Here, and I must hasten, and I must close. Here is the personal testimony of a skeptic that became a Christian:
Some years ago, I had the misfortune, he says, to meet the fallacies of Hume, the atheist Hume, the evolutionist Hume. I had the misfortune to meet the fallacies of Hume on the subject of causation, where everything came from. His special sophistry shook the faith of my reason as to the being of a God. One beautiful morning in May, I was reading by the light of a setting sun, my favorite Plato. I was seated on the grass, which was interwoven with golden flowers. I was pursuing one of the academician’s most starry dreams. I laid fast, it laid fast hold of my fancy. I wept to think it could not be true. Plato was an idealist, he believed in God though he didn’t know His name. At length, I came to that startling sentence, "God geometrizes," one of the famous sentences in all philosophy and all literature. "God geometrizes." "Vain reverie!" I exclaimed as I cast the volume at my feet. It happened to fall close by one of those beautiful little flowers. I began to examine its structure. Its stamens were five in number. Its calyx had five parts. Its delicate coral base were five parting rays. The combination of five in the same blossom appeared to me very singular. The last sentence I had just read from the pupil of Socrates was ringing in my ear, "God geometrizes." There was the text written by that philosopher long centuries ago and here this little flower in the remote wilderness furnished the commentary. I calculated the chances against the production of those three equations of five in only one flower. There were one hundred twenty five chances against it. I extended the calculation to two flowers by squaring the sums last mentioned. The chances amounted to the large sum of fifteen thousand six hundred twenty-five. If you had just two flowers and each one had a sequence of five three times, there would be fifteen thousand six hundred twenty-five chances against it in just two flowers. I cast my eyes around the forest. The old woods were literally alive with those golden blooms, every one of which had five stamen, and five calyxes, and five coral parting rays beside the five beautiful petals. I will not attempt to describe my feelings. I took up my beloved Plato. I kissed the book and the blossom, alternately bedewing them both with tears of joy. In my wild enthusiasm I called to the little birds on the green boughs cooing their cheery farewells to the parting day, "Sing on, sunny birds. Sing on, sweet minstrels. Lo, you and I have a God."

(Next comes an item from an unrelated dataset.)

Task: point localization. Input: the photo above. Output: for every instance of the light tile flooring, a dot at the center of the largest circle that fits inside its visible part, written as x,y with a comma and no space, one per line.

[from "The Existence of the Deity," Andrew Jackson Davis, 1847]
This is the conversion of a man who reputed the Book, the Bible, but he found the great Lord God in the wondrous works of His hands. Ah, how meaningful my text. "O LORD, how manifold are Thy works! In wisdom hast Thou made them all: the earth is full of Thy riches" [Psalm 104:24].
Why, I feel like saying to the isles of the sea, and to the farthest peoples of the earth, "Oh come, let us bow down. Let us worship. Let us call upon His name, the great God, our Savior" [Psalm 95:6]. That’s what makes a man a man, makes mankind mankind, lifts us up and exalt us from the muck, and the mire, and the dirt of the world; made in the image of God [Genesis 1:27].
We must close and press our appeal. As we sing our song, somebody to give his heart this day to the Lord Jesus. "Pastor, I give you my hand. I give my heart to God, and here I am. Here I stand." A family to put their lives in the fellowship of this great church, "Pastor, this is my wife. These are our children. All of us are coming today." One somebody you, a couple you, a child or youth, as God shall say the word and lead in the way, make it now. Make it now. Come this morning, while we stand, and while we sing.